Purpose

Detect when a long-running agent task has stalled, entered an infinite loop, exhausted resources, or stopped making meaningful progress — then intervene with a graduated recovery policy before the task wastes further compute or produces corrupt output.

When to use

An autonomous agent run has exceeded its expected wall-clock time.
Output logs show repeated identical actions (loop signature).
A heartbeat or progress metric has flatlined for N intervals.
Resource consumption (tokens, API calls, disk writes) is spiking without corresponding output.
The orchestrator needs pre-defined escalation rules for unattended runs.

Do NOT use when

The task is a single prompt/response with no iteration.
The agent completed normally but the user dislikes the result (use review skills instead).
You are actively debugging a failure that already terminated (use multi-agent-debugging).
The run is interactive with a human in the loop providing guidance each step.

Operating procedure

Collect run metadata.
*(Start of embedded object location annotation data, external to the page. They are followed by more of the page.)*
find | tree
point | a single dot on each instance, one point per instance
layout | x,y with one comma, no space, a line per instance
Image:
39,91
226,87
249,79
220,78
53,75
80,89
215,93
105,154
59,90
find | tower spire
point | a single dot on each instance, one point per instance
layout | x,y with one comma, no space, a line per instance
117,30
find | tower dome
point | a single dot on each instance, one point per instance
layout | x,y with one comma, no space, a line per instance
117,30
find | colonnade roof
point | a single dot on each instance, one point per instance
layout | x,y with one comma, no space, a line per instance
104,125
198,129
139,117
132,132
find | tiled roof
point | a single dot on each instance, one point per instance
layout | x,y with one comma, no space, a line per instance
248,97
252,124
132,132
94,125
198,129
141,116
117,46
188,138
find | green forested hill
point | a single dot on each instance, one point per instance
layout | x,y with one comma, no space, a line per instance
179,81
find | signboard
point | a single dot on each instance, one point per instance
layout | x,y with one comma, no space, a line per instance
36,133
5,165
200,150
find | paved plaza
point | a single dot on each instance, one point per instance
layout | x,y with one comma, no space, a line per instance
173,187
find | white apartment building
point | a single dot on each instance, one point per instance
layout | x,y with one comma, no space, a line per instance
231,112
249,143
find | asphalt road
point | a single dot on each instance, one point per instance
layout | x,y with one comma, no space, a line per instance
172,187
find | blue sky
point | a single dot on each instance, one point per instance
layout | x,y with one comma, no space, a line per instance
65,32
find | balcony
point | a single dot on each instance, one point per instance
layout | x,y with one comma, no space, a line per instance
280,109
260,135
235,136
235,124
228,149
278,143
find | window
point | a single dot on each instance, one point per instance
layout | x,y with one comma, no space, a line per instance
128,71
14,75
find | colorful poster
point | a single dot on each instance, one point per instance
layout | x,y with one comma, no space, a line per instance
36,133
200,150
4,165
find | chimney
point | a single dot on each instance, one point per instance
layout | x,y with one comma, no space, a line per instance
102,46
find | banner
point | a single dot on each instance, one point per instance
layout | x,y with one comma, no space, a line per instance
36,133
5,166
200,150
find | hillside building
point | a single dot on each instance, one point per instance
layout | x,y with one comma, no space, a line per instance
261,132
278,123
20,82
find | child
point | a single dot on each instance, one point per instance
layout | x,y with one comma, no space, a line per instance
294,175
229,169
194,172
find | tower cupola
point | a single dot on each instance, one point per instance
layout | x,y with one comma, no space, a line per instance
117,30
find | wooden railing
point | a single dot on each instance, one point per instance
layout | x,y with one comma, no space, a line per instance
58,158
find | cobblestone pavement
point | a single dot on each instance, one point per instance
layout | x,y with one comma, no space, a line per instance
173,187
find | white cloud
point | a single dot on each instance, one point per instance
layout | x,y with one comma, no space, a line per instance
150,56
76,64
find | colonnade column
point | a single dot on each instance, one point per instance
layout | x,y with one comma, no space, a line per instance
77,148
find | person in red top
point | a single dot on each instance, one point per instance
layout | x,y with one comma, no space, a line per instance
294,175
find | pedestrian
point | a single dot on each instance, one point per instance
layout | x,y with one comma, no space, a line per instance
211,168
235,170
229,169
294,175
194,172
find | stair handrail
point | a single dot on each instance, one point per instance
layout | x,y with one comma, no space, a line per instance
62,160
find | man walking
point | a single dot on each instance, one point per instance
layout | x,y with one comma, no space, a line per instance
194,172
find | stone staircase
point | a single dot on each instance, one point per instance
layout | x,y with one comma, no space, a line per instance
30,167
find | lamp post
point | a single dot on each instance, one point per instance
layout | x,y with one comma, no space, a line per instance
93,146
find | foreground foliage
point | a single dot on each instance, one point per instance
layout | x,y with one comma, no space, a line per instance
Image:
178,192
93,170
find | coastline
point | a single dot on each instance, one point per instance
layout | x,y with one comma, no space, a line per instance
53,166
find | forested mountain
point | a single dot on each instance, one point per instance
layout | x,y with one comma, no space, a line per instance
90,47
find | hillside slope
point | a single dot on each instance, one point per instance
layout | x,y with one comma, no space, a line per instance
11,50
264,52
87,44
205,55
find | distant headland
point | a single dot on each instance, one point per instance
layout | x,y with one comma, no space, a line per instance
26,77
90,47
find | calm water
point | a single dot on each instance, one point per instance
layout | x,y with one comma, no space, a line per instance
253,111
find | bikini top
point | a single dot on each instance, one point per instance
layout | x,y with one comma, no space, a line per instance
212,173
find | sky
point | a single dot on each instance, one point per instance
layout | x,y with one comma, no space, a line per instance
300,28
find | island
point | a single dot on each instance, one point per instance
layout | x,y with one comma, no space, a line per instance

Read the agent's task description, expected duration, and any configured timeout values. List them in a summary table: | Field | Value |.
Define heartbeat contract. Set a heartbeat interval (default: 60 s for short tasks, 300 s for long tasks). Record the metric that constitutes "progress" — e.g., new file written, test passed, commit created, lines of output produced.
Scan recent output for loop signatures. Run grep or string-match on the last 200 lines of agent output. Flag if any 5-line block repeats 3+ times consecutively.
Check progress metric delta. Compare the progress metric at T-now vs T-minus-one-interval. If delta is zero for 2 consecutive intervals, mark the run as STALLED.
Check resource burn rate. Count total tokens or API calls consumed in the last interval. If burn rate exceeds 3× the average of prior intervals with zero output delta, mark as RUNAWAY.
Apply recovery action based on severity:
- STALLED → Send a nudge prompt: restate the goal and last successful checkpoint.
- RUNAWAY → Pause the agent, snapshot current state, and escalate to the orchestrator.
- LOOP_DETECTED → Inject a "break the pattern" prompt with an alternative approach suggestion.
- TIMEOUT → Terminate the run, preserve artifacts, and write a summary of progress so far.
Log the intervention. Write a structured record: { timestamp, run_id, condition, action_taken, outcome }.
Verify recovery. After a nudge or pattern-break, wait one full interval and re-run steps 3-5. If the condition persists after 2 recovery attempts, escalate to TIMEOUT.
Produce a watchdog report. Summarize: total run time, intervals monitored, conditions detected, actions taken, final status (recovered / terminated / escalated).

Decision rules

Never terminate a run on the first stall detection; always attempt at least one nudge first.
If the agent has produced partial valuable output, snapshot it before any destructive action.
A loop is only confirmed when the same action sequence repeats 3+ times — not 2.
Resource burn rate thresholds are relative to the run's own history, not absolute numbers.
Escalation to a human or parent orchestrator is mandatory after 2 failed recovery attempts.

Output requirements

Watchdog Status — one of: HEALTHY, STALLED, RUNAWAY, LOOP_DETECTED, TIMEOUT, RECOVERED.
Heartbeat Log — table of intervals with progress metric values.
Intervention Record — each action taken with timestamp and outcome.
Recovery Recommendation — if terminated, a concrete suggestion for what to change on retry.

References

references/checkpoint-rules.md — how to snapshot agent state.
references/failure-escalation.md — escalation chain definitions.
references/delegate-contracts.md — expected heartbeat clauses in delegation.

Related skills

multi-agent-debugging — for post-mortem analysis after a watchdog termination.
verification-before-advance — for quality gates that prevent runaway progress.
human-interrupt-handling — for escalations that reach a human operator.
autonomous-run-control — for broader run lifecycle management.

Failure handling

If agent output is inaccessible (no logs), treat as STALLED immediately and escalate.
If the heartbeat metric is undefined, fall back to wall-clock time with a 2× expected-duration threshold.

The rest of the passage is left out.